McGrady trat ein Stück näher. Der Bluterguss und die Einstiche verliefen parallel zu der Schnittverletzung. Er kam zur offensichtlichen Schlussfolgerung. Sie stammten von derselben Waffe und waren ihr mehr oder weniger gleichzeitig zugefügt worden. Im Geiste ging McGrady eine Liste von Waffen durch.

»Ein Mark-I-Grabendolch«, sagte er. Er drehte sich zu Beamer und Kondo um. »Er hat eine zweischneidige Klinge und einen bronzenen Schlagring als Griff. Für den Nahkampf entwickelt. Ich habe nie einen besessen. Zu meiner Zeit wurden sie nicht mehr ausgegeben. Aber man sah sie noch hin und wieder. Die älteren Offiziere haben sie als Briefbeschwerer benutzt.«

Underhill nickte.

»Er hat ihr mit dem stachelbesetzten Griff ins Gesicht geschlagen. Wahrscheinlich wurden ihr einige der Schnittwunden eher unabsichtlich zugefügt. Die Klinge hat sie einfach nach dem Schlag erwischt. Ich bin sicher, dass es ein Mark I war. Ich hatte selbst einen.«

»Gibt es noch viele davon?«, fragte Kondo.

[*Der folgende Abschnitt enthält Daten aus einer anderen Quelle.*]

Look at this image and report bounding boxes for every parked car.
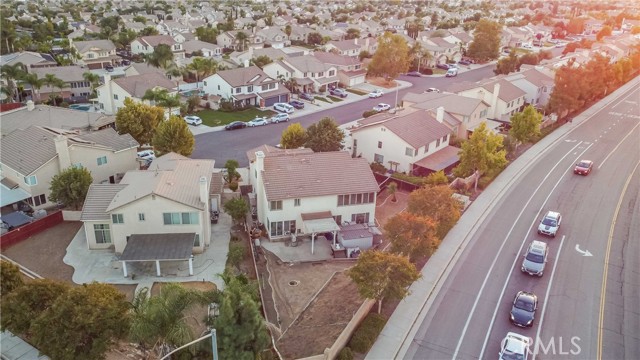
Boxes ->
[269,113,289,124]
[247,118,269,127]
[329,88,347,98]
[273,103,295,114]
[184,115,202,126]
[498,332,533,360]
[289,100,304,109]
[224,121,247,130]
[538,211,562,237]
[520,240,549,276]
[373,103,391,112]
[369,89,384,99]
[573,160,593,176]
[298,93,313,101]
[509,291,538,327]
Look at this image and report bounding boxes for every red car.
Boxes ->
[573,160,593,176]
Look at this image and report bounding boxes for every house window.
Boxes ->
[269,200,282,210]
[111,214,124,224]
[24,175,38,186]
[93,224,111,244]
[404,147,413,156]
[351,213,369,224]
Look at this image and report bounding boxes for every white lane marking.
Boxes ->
[453,141,582,360]
[531,235,565,360]
[478,145,591,359]
[598,123,640,170]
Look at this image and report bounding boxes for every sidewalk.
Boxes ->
[366,77,640,360]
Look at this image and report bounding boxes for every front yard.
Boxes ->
[195,108,276,126]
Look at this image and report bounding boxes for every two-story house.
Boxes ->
[80,153,214,277]
[131,35,185,59]
[0,126,139,210]
[247,146,379,251]
[351,107,459,175]
[203,66,291,107]
[71,40,122,69]
[96,73,180,116]
[264,55,340,92]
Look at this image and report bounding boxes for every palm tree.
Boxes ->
[20,73,43,102]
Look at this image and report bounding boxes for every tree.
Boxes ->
[454,121,507,191]
[49,167,93,210]
[116,99,164,145]
[407,185,462,240]
[467,19,502,61]
[0,261,24,296]
[509,105,542,149]
[347,250,422,314]
[153,115,195,156]
[223,198,249,223]
[384,212,440,263]
[214,272,270,360]
[305,117,344,152]
[367,32,411,82]
[30,283,129,359]
[129,283,207,357]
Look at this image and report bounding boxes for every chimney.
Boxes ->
[491,82,500,119]
[53,135,71,171]
[199,176,209,204]
[436,106,444,123]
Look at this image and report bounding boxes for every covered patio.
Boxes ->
[119,233,196,277]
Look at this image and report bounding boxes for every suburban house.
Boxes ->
[80,153,214,277]
[264,55,340,92]
[203,66,291,107]
[350,107,460,175]
[131,35,185,59]
[0,100,116,137]
[25,65,91,100]
[402,93,490,139]
[0,126,139,210]
[96,73,180,116]
[313,51,367,87]
[71,40,121,69]
[247,145,379,252]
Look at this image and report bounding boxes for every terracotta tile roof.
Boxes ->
[262,151,379,201]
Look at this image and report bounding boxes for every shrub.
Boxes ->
[349,313,387,354]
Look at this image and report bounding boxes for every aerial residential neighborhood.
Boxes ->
[0,0,640,360]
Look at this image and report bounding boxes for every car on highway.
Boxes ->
[498,332,533,360]
[373,103,391,112]
[538,211,562,237]
[224,121,247,130]
[329,88,347,98]
[509,291,538,327]
[273,103,295,114]
[247,118,269,127]
[289,100,304,109]
[573,160,593,176]
[369,89,384,99]
[184,115,202,126]
[520,240,549,276]
[269,114,289,124]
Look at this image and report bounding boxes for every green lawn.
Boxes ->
[195,108,276,126]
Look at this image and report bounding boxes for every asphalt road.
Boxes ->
[405,82,640,359]
[191,66,494,167]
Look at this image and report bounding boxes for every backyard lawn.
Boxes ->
[195,108,276,126]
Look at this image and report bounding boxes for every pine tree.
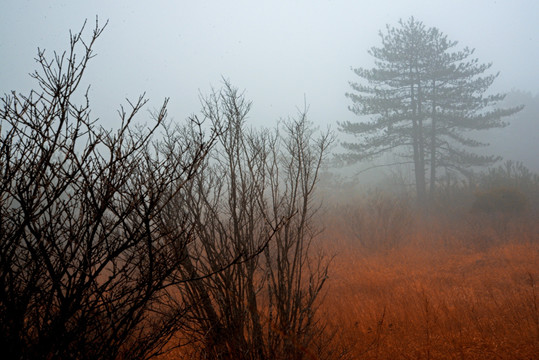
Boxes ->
[339,17,522,204]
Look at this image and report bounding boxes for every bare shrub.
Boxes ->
[0,21,213,359]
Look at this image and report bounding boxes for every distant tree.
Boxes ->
[339,17,522,204]
[0,22,219,359]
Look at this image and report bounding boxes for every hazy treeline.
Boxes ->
[0,15,539,359]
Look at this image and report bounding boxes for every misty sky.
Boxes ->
[0,0,539,166]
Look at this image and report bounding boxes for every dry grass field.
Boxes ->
[158,196,539,360]
[322,204,539,360]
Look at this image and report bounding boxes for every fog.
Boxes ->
[0,0,539,169]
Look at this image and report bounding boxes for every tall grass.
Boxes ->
[322,195,539,359]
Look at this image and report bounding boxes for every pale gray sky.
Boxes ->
[0,0,539,131]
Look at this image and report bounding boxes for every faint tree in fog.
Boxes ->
[0,22,219,359]
[339,17,522,204]
[165,83,330,359]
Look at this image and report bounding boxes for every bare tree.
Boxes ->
[0,21,214,359]
[165,82,331,359]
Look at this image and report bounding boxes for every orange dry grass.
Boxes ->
[322,212,539,359]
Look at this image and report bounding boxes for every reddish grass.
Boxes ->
[322,204,539,359]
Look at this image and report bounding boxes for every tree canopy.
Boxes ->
[339,17,522,203]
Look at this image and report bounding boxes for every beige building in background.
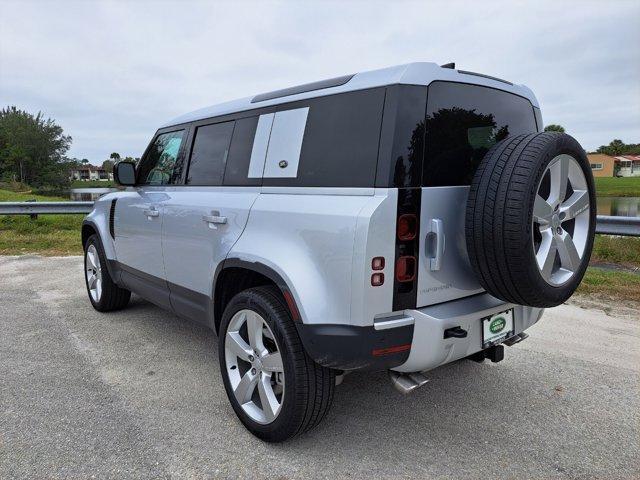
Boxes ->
[587,153,616,177]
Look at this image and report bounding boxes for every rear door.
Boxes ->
[162,117,268,323]
[416,82,537,307]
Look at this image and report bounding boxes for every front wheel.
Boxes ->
[84,235,131,312]
[218,287,335,442]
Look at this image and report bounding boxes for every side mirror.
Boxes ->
[113,162,136,187]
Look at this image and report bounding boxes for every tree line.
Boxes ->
[0,106,138,190]
[0,106,640,189]
[544,124,640,157]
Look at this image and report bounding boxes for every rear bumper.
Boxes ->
[392,293,544,372]
[296,322,414,370]
[296,293,543,372]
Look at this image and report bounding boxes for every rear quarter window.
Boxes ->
[263,88,385,187]
[422,82,537,187]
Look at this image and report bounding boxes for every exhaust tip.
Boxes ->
[389,370,429,395]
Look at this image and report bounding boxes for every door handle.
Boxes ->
[425,218,445,272]
[202,210,227,228]
[143,207,160,217]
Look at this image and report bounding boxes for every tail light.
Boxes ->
[371,272,384,287]
[393,188,422,311]
[397,213,418,241]
[371,257,384,270]
[396,255,416,283]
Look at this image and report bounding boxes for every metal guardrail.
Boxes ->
[0,202,640,237]
[596,215,640,237]
[0,201,93,215]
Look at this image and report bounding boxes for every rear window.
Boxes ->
[422,82,537,187]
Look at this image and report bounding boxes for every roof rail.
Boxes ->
[458,70,513,85]
[251,73,355,103]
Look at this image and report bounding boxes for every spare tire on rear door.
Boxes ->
[466,132,596,307]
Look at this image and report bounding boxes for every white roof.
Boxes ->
[163,62,539,127]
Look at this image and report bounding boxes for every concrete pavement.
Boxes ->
[0,256,640,479]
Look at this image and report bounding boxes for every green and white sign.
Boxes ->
[482,310,513,347]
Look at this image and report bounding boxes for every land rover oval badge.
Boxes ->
[489,317,507,333]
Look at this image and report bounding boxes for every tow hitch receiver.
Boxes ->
[389,370,429,395]
[502,332,529,347]
[467,345,504,363]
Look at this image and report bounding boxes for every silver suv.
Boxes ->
[82,63,595,441]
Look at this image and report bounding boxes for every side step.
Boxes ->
[389,370,429,395]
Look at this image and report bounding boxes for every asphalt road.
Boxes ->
[0,257,640,480]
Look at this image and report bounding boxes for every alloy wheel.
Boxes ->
[532,154,590,286]
[224,309,285,424]
[84,244,102,303]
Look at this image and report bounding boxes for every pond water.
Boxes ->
[69,188,117,202]
[597,197,640,217]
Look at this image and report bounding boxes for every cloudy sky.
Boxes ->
[0,0,640,164]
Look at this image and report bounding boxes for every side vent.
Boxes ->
[109,198,118,240]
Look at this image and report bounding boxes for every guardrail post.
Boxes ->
[25,198,38,220]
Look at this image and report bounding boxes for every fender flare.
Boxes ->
[212,257,302,330]
[80,219,120,283]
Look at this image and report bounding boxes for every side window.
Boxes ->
[137,130,185,185]
[223,117,262,186]
[263,88,385,187]
[422,82,537,187]
[376,85,427,188]
[187,122,234,185]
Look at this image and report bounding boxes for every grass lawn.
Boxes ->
[71,180,116,188]
[0,190,84,255]
[591,235,640,269]
[578,267,640,302]
[594,177,640,197]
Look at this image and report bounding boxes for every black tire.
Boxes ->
[218,286,335,442]
[466,132,596,307]
[84,234,131,312]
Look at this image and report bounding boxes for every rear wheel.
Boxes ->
[218,287,335,442]
[84,235,131,312]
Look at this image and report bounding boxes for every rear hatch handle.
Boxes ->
[425,218,445,272]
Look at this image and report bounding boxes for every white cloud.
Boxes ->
[0,0,640,163]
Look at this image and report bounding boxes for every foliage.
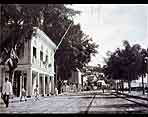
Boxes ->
[0,4,98,81]
[104,41,142,81]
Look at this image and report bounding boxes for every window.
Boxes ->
[17,44,24,58]
[33,47,36,58]
[40,51,43,61]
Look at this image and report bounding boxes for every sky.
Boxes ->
[68,4,148,66]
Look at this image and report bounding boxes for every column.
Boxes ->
[50,76,54,94]
[36,72,40,87]
[27,68,32,97]
[46,76,50,96]
[19,75,23,96]
[42,74,45,96]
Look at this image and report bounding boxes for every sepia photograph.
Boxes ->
[0,4,148,114]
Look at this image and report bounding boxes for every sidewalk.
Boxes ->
[0,94,57,105]
[119,91,148,101]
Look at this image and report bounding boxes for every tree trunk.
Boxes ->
[128,81,131,93]
[142,75,145,95]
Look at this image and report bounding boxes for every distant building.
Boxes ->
[0,28,56,97]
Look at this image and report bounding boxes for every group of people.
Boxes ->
[1,77,39,108]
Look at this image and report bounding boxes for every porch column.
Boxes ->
[46,76,50,96]
[42,74,45,96]
[27,68,32,97]
[51,76,54,94]
[19,75,23,96]
[36,72,40,87]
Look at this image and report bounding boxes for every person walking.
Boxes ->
[20,87,27,102]
[34,85,39,100]
[57,80,62,94]
[2,77,12,107]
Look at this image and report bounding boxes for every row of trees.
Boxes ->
[103,41,148,94]
[0,4,98,85]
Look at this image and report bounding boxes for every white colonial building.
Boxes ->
[0,28,56,97]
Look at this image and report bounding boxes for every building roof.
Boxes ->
[34,27,56,49]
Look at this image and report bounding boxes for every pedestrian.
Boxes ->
[57,80,62,94]
[20,87,27,102]
[2,77,12,107]
[34,85,39,100]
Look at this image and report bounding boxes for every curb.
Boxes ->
[117,92,148,101]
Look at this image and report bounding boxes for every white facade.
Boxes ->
[0,29,56,97]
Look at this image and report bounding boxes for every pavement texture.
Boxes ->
[0,91,148,114]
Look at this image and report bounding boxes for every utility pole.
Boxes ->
[54,22,73,89]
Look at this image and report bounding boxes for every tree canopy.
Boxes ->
[104,41,147,81]
[0,4,98,81]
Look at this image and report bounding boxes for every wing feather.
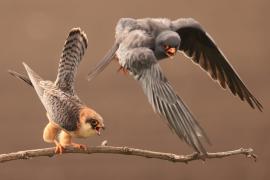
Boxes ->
[55,28,88,95]
[126,48,209,154]
[172,18,263,111]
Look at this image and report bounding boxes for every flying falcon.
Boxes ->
[9,28,104,154]
[88,18,262,154]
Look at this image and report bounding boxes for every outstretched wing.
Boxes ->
[172,18,263,111]
[8,70,33,87]
[23,62,47,99]
[22,63,81,131]
[126,48,209,154]
[55,28,88,95]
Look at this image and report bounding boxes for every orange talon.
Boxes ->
[71,143,87,150]
[54,140,65,154]
[117,66,128,75]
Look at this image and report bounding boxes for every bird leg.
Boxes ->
[117,66,128,75]
[43,122,64,154]
[59,130,87,150]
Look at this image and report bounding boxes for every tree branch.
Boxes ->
[0,143,257,163]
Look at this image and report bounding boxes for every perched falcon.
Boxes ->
[9,28,104,154]
[89,18,262,154]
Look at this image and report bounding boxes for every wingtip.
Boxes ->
[68,27,88,48]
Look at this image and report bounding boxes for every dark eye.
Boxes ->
[86,119,98,128]
[163,45,170,50]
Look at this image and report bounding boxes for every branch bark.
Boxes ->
[0,145,257,163]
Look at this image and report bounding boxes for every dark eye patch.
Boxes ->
[85,118,98,128]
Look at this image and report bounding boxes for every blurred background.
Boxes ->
[0,0,270,180]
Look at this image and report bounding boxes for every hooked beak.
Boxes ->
[166,47,177,57]
[95,126,105,136]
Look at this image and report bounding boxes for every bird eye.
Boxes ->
[163,45,170,50]
[90,119,98,128]
[86,119,98,128]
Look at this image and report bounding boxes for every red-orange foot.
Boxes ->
[117,66,128,75]
[71,143,87,150]
[54,144,65,154]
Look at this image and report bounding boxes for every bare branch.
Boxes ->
[0,145,257,163]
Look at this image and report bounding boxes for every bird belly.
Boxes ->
[70,123,96,138]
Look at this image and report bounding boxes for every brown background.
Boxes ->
[0,0,270,180]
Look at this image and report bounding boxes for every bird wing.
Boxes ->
[88,43,119,81]
[8,70,33,87]
[125,48,210,154]
[23,63,81,131]
[172,18,263,111]
[22,62,47,98]
[55,28,88,95]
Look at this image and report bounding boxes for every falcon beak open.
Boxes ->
[95,126,105,136]
[165,47,177,57]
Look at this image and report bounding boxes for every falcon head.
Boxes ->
[78,107,105,137]
[86,117,105,135]
[155,31,180,59]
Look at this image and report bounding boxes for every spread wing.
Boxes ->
[55,28,88,95]
[126,48,209,154]
[23,63,81,131]
[172,18,263,111]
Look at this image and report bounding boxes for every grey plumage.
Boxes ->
[89,18,262,154]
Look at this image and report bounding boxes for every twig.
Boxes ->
[0,143,257,163]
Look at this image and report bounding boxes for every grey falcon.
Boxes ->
[88,18,263,154]
[9,28,104,154]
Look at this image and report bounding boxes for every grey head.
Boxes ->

»Jede Menge. Ich hab meinen auf dem Schiff nach Frankreich bekommen. Unser Sergeant hat sie aus einer großen Kiste genommen und damit um sich geworfen.«

»Haben Sie damit mal jemandem ins Gesicht geschlagen?«, wollte Kondo wissen.

»Der Krieg war vorbei, bevor ich die Möglichkeit dazu hatte.«

»Sind die Messer immer noch verbreitet?«, fragte McGrady.